Doğu Akdeniz’in ortasında bir ada, yüzyılların tarihine sığdırılamayacak çatışmalar ve hakimiyet mücadelesini simgeleyen bir Kıbrıs! Şimdi, Doğu Akdeniz’de ısınan kara sularının arasında barış naraları duyuyoruz her yerde…!!! Ne kadar da meraklıyız barış diyerek büyük güçlerin çıkarlarının çevresinde şekillendirilmek istendiğimizi göstermekten geri durmaya…Oysa yaşadığınız bu adanın çevresinde cereyan eden askeri sıcak gelişmelerden haşır neşir olduğunuz bir durum olsa acaba “barış” söylemlerine halen çok heves eder miydiniz bilemiyorum...

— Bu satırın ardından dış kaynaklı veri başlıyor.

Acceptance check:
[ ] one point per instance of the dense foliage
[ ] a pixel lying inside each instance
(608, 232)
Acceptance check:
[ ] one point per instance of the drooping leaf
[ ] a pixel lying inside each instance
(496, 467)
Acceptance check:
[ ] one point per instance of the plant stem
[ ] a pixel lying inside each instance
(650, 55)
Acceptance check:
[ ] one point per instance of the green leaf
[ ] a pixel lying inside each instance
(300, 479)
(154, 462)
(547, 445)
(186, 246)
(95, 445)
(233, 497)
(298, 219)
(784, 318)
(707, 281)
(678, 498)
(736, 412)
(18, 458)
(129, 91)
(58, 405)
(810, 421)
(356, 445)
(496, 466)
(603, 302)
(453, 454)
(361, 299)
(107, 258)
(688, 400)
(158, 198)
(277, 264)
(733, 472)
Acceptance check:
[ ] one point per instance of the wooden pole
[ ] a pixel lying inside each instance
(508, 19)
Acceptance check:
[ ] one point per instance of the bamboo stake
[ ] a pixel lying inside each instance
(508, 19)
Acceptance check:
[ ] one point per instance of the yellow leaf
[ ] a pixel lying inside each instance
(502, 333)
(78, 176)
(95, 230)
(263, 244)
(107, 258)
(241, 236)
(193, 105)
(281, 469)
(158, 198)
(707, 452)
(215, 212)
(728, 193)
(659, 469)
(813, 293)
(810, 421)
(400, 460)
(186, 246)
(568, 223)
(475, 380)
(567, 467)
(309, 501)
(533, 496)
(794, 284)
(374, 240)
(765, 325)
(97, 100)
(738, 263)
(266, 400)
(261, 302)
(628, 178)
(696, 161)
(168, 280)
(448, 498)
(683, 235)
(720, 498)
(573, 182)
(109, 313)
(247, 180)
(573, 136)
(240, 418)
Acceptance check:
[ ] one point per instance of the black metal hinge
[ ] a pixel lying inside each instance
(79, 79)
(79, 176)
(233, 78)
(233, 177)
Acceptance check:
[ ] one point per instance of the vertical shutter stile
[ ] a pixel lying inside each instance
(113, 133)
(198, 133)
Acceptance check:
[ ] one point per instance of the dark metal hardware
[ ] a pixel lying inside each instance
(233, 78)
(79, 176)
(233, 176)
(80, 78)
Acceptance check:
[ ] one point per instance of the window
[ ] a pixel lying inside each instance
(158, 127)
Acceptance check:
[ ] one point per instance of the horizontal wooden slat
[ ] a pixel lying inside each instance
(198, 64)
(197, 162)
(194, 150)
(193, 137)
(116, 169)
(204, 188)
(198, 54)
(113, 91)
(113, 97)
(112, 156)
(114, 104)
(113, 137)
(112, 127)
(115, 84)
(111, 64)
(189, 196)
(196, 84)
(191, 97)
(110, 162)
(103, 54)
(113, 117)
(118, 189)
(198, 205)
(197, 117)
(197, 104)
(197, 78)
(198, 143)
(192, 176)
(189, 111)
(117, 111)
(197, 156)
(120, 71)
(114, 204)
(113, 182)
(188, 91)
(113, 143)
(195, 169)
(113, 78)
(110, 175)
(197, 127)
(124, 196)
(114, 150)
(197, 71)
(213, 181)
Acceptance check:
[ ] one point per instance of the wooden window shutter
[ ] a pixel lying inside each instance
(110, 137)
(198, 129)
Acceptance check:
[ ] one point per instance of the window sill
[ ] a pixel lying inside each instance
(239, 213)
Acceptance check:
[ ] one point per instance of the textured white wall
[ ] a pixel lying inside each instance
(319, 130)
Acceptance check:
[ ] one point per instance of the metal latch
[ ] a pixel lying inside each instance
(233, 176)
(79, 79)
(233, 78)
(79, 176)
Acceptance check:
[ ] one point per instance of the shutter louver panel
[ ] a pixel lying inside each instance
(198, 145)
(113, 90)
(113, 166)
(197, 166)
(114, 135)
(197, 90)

Farkında mısınız Rusya-NATO arasında 2006-2009 Krizi yaşandığında Karadeniz’de başlayan rekabet artık kendi kara sularımıza indi! Doğu Akdeniz şimdi eskisinden daha da önemli. Ticaret yolu olmasını koyduk bir kenara ama askeri anlamda hareketliliğin göbeğindeyiz stratejik olarak.Mesela bugünkü Suriye krizinde, Kıbrıs adası Ortadoğu ve Suriye’nin Akdeniz’e açılan kapısı görülüyor… Amerika’nın 6.filosu hep Doğu Akdeniz’de mesela…Hatta, Rusya keşif ve gözetleme amacı ile askeri hareketlilikleri Akdeniz’de daha gözle görülür hal aldı. Hele de GKRY ile gerçekleştirdikleri askeri antlaşma ile elde ettikleri deniz hava üssü sonrasında Rusya bir anlamda artık Doğu Akdeniz’de fiilen etkin konuma geldi. Öte yandan, Nisan 2015 sonlarında GKRY’de gerçekleşen Mısır, Yunanistan ve Güney Kıbrıs Rum Yönetimi arasında yapılan üçlü zirveden doğalgaz anlaşması çıkmış ve üç ülke Doğu Akdeniz'de doğalgaz arama çalışması yürüteceği üzerinde anlaşmıştı. Bu anlaşmayla Türkiye kendi bölgesine sıkıştırılmış olacaktı. Öyle görünüyordu ki her şey artık doğal gaz konusuna döndürülmüş ve akabinde askeri hareketlilikler “tatbikat” adları ile artmış konuma gelmişti. Nitekim,İsrail’in GKRY ile artan ikili ilişkilerinin temelinde araştırma bölgesinden çıkarılacak doğal gazın korunması bu tablonun özetidir.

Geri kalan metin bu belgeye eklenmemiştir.